肘掛け? 手すり? 仕切りが設けられた横浜公園の真新しいベンチ

 そのベンチは「最悪いす」と呼ばれている。肘掛けが付き、一人分のスペースに仕切られ、傍らには荷物を置く台もある駅のベンチ。一見、座る人に配慮している。でも…。

 「最悪」と名付けたのは貧乏旅行を好む旅人たちだった。ろくに宿にも泊まらず、夜汽車で移動し、時に無人駅で寝る。1990年代の初め、そんな旅行者を閉め出すかのように、ベンチに肘掛けが付き始めた。これでは横になれない。

 「嫌な感じですよねえ」。各地を旅しながらミニコミ誌「野宿野郎」を編集している横浜出身の野宿愛好家・かとうちあきは言う。「でも、無理やり体をはめ込んで寝てる人もいますね。克服しているようで、ちょっとうれしい」。
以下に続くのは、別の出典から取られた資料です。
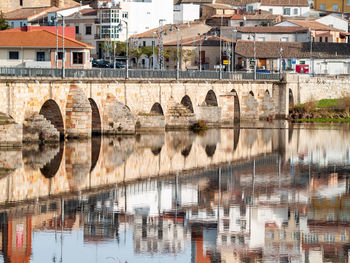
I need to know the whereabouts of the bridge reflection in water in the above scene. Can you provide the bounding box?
[1,124,350,262]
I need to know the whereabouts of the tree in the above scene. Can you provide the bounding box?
[0,11,9,31]
[130,47,143,68]
[141,46,153,69]
[182,49,195,69]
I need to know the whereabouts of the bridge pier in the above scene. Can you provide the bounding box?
[272,83,289,119]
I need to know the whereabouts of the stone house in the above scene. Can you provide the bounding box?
[236,26,310,42]
[246,0,310,17]
[0,29,93,68]
[164,35,233,70]
[230,13,282,27]
[235,40,350,75]
[275,19,348,43]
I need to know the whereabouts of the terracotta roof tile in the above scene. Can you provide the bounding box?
[235,40,350,58]
[261,0,309,7]
[0,30,93,49]
[4,6,53,20]
[237,26,308,33]
[286,20,343,31]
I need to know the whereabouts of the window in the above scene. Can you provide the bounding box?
[258,37,265,41]
[11,22,14,28]
[57,51,64,60]
[143,41,146,47]
[9,51,19,60]
[319,37,322,42]
[122,12,128,18]
[283,8,291,15]
[332,4,339,11]
[75,26,79,34]
[20,21,23,27]
[281,37,289,42]
[36,51,45,61]
[85,26,91,35]
[72,52,83,64]
[320,4,325,10]
[248,5,253,11]
[269,8,273,13]
[293,8,298,15]
[239,22,244,26]
[20,0,23,6]
[347,0,350,6]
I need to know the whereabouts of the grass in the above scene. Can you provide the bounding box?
[295,118,350,123]
[317,99,339,108]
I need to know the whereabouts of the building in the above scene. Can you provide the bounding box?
[0,30,93,68]
[0,0,77,14]
[230,13,282,27]
[235,40,350,75]
[236,26,310,42]
[4,6,54,28]
[315,13,349,32]
[276,19,348,42]
[173,0,201,24]
[314,0,350,13]
[246,0,310,17]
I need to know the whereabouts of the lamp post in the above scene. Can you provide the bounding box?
[56,14,65,78]
[219,15,223,79]
[231,29,237,73]
[198,33,202,72]
[118,20,129,78]
[170,25,180,78]
[248,33,256,80]
[152,32,156,70]
[309,29,313,76]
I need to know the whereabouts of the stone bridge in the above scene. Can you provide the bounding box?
[1,73,350,144]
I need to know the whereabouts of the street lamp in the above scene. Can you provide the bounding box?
[248,33,256,80]
[53,14,65,78]
[309,29,314,76]
[198,33,207,72]
[170,25,180,78]
[231,29,237,73]
[117,20,129,78]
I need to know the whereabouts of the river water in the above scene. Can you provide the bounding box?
[0,123,350,263]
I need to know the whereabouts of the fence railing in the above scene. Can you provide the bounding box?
[0,67,281,81]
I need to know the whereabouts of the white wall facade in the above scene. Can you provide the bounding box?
[0,48,51,67]
[247,3,310,17]
[316,14,348,33]
[122,0,173,36]
[238,32,309,42]
[173,3,200,24]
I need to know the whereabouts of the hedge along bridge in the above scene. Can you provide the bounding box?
[2,69,349,145]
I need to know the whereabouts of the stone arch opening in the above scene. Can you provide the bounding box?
[249,91,254,97]
[289,89,294,112]
[151,146,162,156]
[91,136,101,172]
[181,144,192,157]
[88,98,102,135]
[40,142,64,178]
[205,144,216,157]
[150,102,164,115]
[204,90,218,106]
[39,99,64,138]
[181,95,194,113]
[265,90,270,96]
[231,89,240,122]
旅人は静かに闘っている。



 建築史家の五十嵐太郎・東北大大学院教授は、肘掛け付きベンチのような存在を「排除オブジェ」と捉え、背景にある「排除の思想」を読み解く。例えば、駅や公園にある奥行きの狭い腰掛けは、長時間居座れなくするため。地下通路に置いてある観葉植物は、立ち止まるのを防ぐため。
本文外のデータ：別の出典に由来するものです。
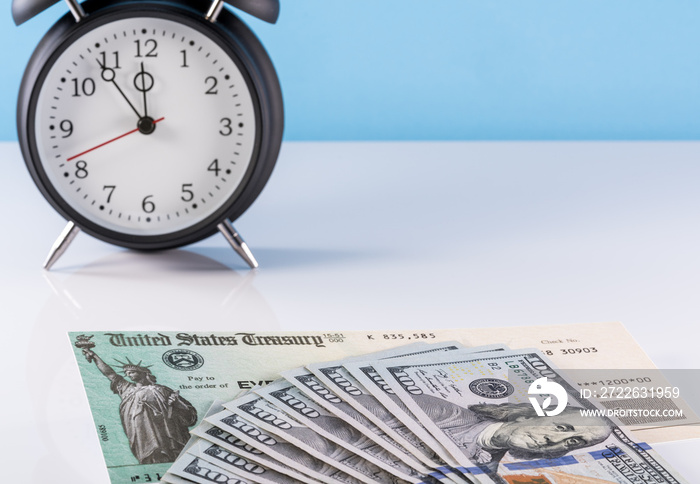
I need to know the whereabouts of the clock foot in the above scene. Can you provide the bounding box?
[217,219,258,269]
[44,221,80,270]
 「人々の行動を無意識のうちに、物理的に統制している」。五十嵐は、公共空間が次第に不寛容の度を増していると感じる。疲れたら横になってもいいじゃないか、貧乏旅行者が寝ていてもいいじゃないか-。それを許さない「空気」が今、ある。

 分岐点は、95年の地下鉄サリン事件にあった、と五十嵐はみる。「それまで、ちょっと変わった人がいても、それが都市のにぎやかさ、豊かさだと思われていた。そこに冷や水を浴びせられた」。高まる防犯意識と引き換えに、異質な存在の排除にまで行き着く街の姿を、五十嵐は「過防備都市」と名付けた。



 「排除オブジェ」が排除しようとするのは、旅人だけではない。むしろ、主な対象は路上生活者だといわれている。かとうは、各地の公園を肘掛け付きベンチが「席巻した」時期を覚えている。駅の「最悪いす」の登場から数年後、2000年前後のことだ。
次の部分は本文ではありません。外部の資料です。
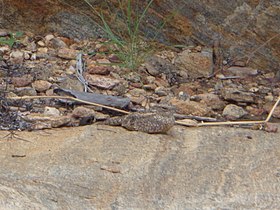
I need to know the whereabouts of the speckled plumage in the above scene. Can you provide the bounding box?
[105,111,175,134]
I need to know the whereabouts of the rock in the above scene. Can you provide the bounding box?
[48,37,67,49]
[11,74,33,87]
[128,88,146,97]
[174,48,213,78]
[44,106,60,117]
[222,104,248,120]
[143,84,157,91]
[26,41,37,52]
[145,56,179,85]
[10,50,24,64]
[221,88,255,103]
[226,66,258,77]
[0,29,9,36]
[37,40,45,47]
[72,106,95,118]
[45,34,55,42]
[0,46,10,53]
[170,98,210,116]
[155,86,168,96]
[36,47,48,58]
[32,80,52,92]
[87,65,113,75]
[194,93,225,110]
[15,87,37,96]
[1,124,279,209]
[84,74,120,90]
[57,48,78,60]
 同年、路上生活者の実態調査の過程で、相模原市内の公園のベンチに「仕切り」を見つけた寿支援者交流会(横浜市中区)のメンバーによると、市担当者は「寝させないようにするため」と明言したという。設備メーカーのカタログの中には、肘掛け付きベンチの機能について「浮浪者対策」と明記する例もある。

 ただ、近年は「体の不自由な人のため」「健康増進のため」といった、聞き心地の良い説明文も多い。

 オブラートに包まれた「真意」。その象徴といえるのが、1996年に東京都の新宿駅西口地下街に設置された「トゲトゲ」だ。

 直径45センチ、高さ50センチほどの、アートともオブジェともつかない無数の円筒は、路上生活者の住居が撤去された跡に置かれた。円筒の上部は斜めになっていて、腰掛けることはできない。都第三建設事務所の担当者は「景観の向上のために設置した」と説明する。

 五十嵐は言う。「街は悪意に満ちている」

 一見、意味のなさそうな物体が、人の行動を統制する。あるいは、「自粛」の名の下に、表現が制約される。私たちは、本当に自由だろうか。「公の秩序」を理由に、国民の自由を制限するような改憲案を政権与党・自民党が提示する今、まずは公共空間の「異変」を通して、背後にある「不寛容」を考える。

【〈不寛容〉の現場】かとうは、野宿の趣味が「アンダーグラウンド」であると自覚している。公園で寝ていたとき、不審者と思われ通報された経験もある。一方で、気軽に日常から脱却しようと、近所の公園や広場で野宿に目覚める仲間がいる。セキュリティーか、開放感か。「野宿をしやすい社会は住みやすい社会だと思う」と、かとうは言う。